When digital signals carry noise, it's clear which parts of the signal represent 1 and 0, which means what? (HT)

The signal can be regenerated without the noise.

76

What is a 'bit'?

One piece of information, represented as either 1 or 0.

77

What is one byte equal to?

8 'bits' of information.

78

How is a 'bit' represented?

As either a 1 or a 0.

79

In a digital mobile phone picture, what does each pixel need?

8 bits of information, or one byte (same thing).

80

In a digital mobile phone picture, each pixel needs eight bits of information or one byte - the more pixels in the picture... (2 things)

...the more bytes of information there are
...the higher the quality of the picture

81

a) Where is a digital picture stored on a mobile phone?
b) How is the amount of information stored measured?

a) On a memory card
b) In bytes

82

What else can be stored in the form of bytes?

Digital music on CDs

83

How is digital music stored on a CD in bytes?

There is a series of pits, each read by a laser as 1 (a bit), arranged in a spiral on the surface. In between are flat surfaces read as 0. The series of bits is then converted back into analogue form giving a high quality signal.

84

Give 2 advantages of transmitting information using digital signals.

- Information can be stored, e.g. on hard drive, CD, DVD, or memory stick
- Information can be processed by computer, e.g. for spell checking, photo editing or music editing

85

Explain 2 ways by which a computer can be used to process and store digital picture information.

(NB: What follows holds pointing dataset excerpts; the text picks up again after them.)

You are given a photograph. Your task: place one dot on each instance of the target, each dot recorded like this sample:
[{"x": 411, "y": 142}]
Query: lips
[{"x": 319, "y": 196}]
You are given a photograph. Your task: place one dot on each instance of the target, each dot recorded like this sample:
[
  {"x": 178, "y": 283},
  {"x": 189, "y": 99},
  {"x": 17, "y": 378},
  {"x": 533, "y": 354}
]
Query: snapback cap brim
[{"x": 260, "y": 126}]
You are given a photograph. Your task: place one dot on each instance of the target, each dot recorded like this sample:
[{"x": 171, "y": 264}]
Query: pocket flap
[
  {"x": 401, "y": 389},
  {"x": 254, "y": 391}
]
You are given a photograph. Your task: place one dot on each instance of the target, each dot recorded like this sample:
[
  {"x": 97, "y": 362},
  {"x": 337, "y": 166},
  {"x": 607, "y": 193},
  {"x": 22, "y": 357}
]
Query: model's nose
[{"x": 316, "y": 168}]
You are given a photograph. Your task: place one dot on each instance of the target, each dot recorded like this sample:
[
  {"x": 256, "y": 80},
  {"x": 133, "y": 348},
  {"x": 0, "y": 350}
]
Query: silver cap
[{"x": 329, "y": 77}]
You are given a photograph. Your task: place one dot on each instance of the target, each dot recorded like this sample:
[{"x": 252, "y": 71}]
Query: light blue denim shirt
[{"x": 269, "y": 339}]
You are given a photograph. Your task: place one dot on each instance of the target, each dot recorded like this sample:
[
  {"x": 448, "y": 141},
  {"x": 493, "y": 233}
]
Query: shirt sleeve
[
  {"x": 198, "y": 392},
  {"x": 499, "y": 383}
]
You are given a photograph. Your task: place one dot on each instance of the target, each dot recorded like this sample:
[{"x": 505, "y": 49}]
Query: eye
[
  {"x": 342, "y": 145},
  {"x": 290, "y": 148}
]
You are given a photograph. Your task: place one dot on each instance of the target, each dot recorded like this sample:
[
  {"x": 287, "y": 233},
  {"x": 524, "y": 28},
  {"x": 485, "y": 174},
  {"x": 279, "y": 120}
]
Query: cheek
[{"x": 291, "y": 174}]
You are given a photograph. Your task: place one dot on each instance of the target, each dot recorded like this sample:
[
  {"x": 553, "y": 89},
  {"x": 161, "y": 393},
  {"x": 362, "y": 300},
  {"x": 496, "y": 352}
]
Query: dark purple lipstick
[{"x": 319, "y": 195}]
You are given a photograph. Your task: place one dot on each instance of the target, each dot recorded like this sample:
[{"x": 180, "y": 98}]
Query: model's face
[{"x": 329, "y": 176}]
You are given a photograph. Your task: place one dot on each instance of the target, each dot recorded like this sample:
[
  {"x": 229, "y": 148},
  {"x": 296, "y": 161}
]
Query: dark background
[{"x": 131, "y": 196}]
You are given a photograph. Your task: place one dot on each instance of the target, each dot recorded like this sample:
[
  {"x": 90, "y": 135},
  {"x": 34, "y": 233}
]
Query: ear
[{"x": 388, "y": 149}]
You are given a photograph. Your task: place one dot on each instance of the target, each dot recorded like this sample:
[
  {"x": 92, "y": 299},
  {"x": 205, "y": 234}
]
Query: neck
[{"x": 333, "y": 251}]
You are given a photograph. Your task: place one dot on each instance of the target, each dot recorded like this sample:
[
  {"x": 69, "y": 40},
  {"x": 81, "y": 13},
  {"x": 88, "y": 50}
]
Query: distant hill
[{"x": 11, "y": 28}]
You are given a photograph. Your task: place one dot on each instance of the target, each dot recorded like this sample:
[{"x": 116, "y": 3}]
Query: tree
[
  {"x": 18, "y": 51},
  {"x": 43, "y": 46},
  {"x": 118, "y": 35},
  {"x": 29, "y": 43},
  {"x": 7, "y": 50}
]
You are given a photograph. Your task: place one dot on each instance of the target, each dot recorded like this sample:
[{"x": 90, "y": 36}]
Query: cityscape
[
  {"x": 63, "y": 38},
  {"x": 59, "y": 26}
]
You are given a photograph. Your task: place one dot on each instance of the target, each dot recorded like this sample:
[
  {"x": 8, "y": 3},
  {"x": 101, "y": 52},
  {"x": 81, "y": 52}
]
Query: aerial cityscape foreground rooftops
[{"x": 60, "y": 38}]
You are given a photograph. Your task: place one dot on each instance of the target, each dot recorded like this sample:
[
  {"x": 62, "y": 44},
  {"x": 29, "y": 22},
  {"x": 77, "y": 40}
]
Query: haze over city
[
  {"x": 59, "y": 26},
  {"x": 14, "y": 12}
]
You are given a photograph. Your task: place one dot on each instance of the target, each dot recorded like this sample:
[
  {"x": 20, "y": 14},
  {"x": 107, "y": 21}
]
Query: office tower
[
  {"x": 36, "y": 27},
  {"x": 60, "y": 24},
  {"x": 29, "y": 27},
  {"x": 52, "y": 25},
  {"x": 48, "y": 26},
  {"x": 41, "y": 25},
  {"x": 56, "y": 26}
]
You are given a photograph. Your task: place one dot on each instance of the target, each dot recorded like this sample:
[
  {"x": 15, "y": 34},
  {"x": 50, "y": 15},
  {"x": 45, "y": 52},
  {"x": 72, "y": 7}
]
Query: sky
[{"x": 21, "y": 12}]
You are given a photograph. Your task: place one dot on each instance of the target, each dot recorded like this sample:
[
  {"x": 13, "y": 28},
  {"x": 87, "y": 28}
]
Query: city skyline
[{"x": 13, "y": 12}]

- Use of photo editing software to manipulate images
- Store on hard drive, CD, or memory stick

86

Explain 2 ways by which a computer can be used to process and store music information in MP3/WAV format.

- Remove noise, amplify and edit signals
- Store on hard drive, CD or memory stick

87

Why is optic fibre useful when sending infrared and light radiation?

They can travel huge distances without becoming significantly weaker

88

How is data, collected about the Earth's changing temperature, used? (HT)

It is used with climate models to look for patterns in the possible causes of global warming.